The castle looked amazing, as did the start of sunset, shimmering over the ocean’s rippling waves. Shame the same couldn’t be said about the boy.
The boy appeared to shaking his head, looking back and forth between his own creation and God’s. As he passed, Jackson noticed tears were streaming down the boy’s face and landing on the sandcastle.
Jackson should be back home in ten minutes, and there would be hell to pay if he were late.
Jackson was transported to a time, three years early, when on this very beach he had built a sandcastle on the same stretch of sand, albeit a little further from the tide line. Just like the boy, he’d spent the best part of the summer’s afternoon making the walls and turrets, using his cheap plastic bucket and spade to create his masterpiece, only for some teenage boys to come along and destroy his hard work within seconds.

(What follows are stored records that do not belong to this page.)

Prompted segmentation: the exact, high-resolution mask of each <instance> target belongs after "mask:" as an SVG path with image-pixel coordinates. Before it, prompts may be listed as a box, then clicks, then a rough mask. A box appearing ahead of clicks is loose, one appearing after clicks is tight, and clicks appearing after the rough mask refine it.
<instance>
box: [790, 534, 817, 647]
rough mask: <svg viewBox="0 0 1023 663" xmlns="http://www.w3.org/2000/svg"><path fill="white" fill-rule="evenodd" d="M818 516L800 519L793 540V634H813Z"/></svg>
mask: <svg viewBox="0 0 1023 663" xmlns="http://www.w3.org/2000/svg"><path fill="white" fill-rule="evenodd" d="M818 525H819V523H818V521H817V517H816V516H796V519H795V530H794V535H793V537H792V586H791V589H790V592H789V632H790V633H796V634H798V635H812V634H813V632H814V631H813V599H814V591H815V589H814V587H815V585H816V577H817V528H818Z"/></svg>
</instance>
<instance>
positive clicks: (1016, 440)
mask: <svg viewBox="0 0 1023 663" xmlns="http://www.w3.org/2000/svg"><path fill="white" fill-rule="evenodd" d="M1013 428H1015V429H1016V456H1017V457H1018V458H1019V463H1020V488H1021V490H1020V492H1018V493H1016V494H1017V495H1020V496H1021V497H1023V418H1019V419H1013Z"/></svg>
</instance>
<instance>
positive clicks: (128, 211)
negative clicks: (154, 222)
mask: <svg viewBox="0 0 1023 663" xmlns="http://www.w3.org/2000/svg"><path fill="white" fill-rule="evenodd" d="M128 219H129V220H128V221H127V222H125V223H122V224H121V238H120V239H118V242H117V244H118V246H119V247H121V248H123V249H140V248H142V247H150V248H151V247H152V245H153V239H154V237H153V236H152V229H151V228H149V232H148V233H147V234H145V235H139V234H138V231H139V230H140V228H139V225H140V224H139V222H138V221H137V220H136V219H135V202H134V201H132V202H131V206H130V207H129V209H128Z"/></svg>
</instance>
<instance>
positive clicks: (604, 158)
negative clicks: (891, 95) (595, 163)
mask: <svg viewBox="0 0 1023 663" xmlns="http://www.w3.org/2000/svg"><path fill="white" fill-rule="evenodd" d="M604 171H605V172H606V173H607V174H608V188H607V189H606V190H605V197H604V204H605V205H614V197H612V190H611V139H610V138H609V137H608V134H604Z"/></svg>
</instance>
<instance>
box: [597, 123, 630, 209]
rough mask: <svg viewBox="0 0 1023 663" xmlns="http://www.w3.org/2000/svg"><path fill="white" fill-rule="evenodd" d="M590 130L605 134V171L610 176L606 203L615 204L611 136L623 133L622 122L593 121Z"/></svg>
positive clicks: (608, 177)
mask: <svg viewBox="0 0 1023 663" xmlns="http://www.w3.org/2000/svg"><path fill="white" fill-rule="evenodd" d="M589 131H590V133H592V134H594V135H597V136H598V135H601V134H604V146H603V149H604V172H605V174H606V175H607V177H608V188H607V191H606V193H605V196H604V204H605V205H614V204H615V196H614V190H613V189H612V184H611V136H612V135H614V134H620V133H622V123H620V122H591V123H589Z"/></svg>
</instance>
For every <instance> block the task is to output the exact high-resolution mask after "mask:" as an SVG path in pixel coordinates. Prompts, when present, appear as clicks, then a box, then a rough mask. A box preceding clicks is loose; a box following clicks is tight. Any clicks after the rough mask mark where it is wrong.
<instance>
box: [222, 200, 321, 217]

Unlike the boy, Jackson had had the foresight to build above the tideline and include a moat.
His brain kept his feet walking but his heart made him stop in his tracks. He went back to the boy and knelt down beside him.
“I like your castle.”
“Th-th-thanks.”
“I’m Jackson. What’s your name?”
“Oscar.”
“Do you want me to help you build a moat?”
“What’s a moat?”
“Here let me show you.”
For the next half an hour, Jackson dug furiously into the sand, digging a moat that protected the castle.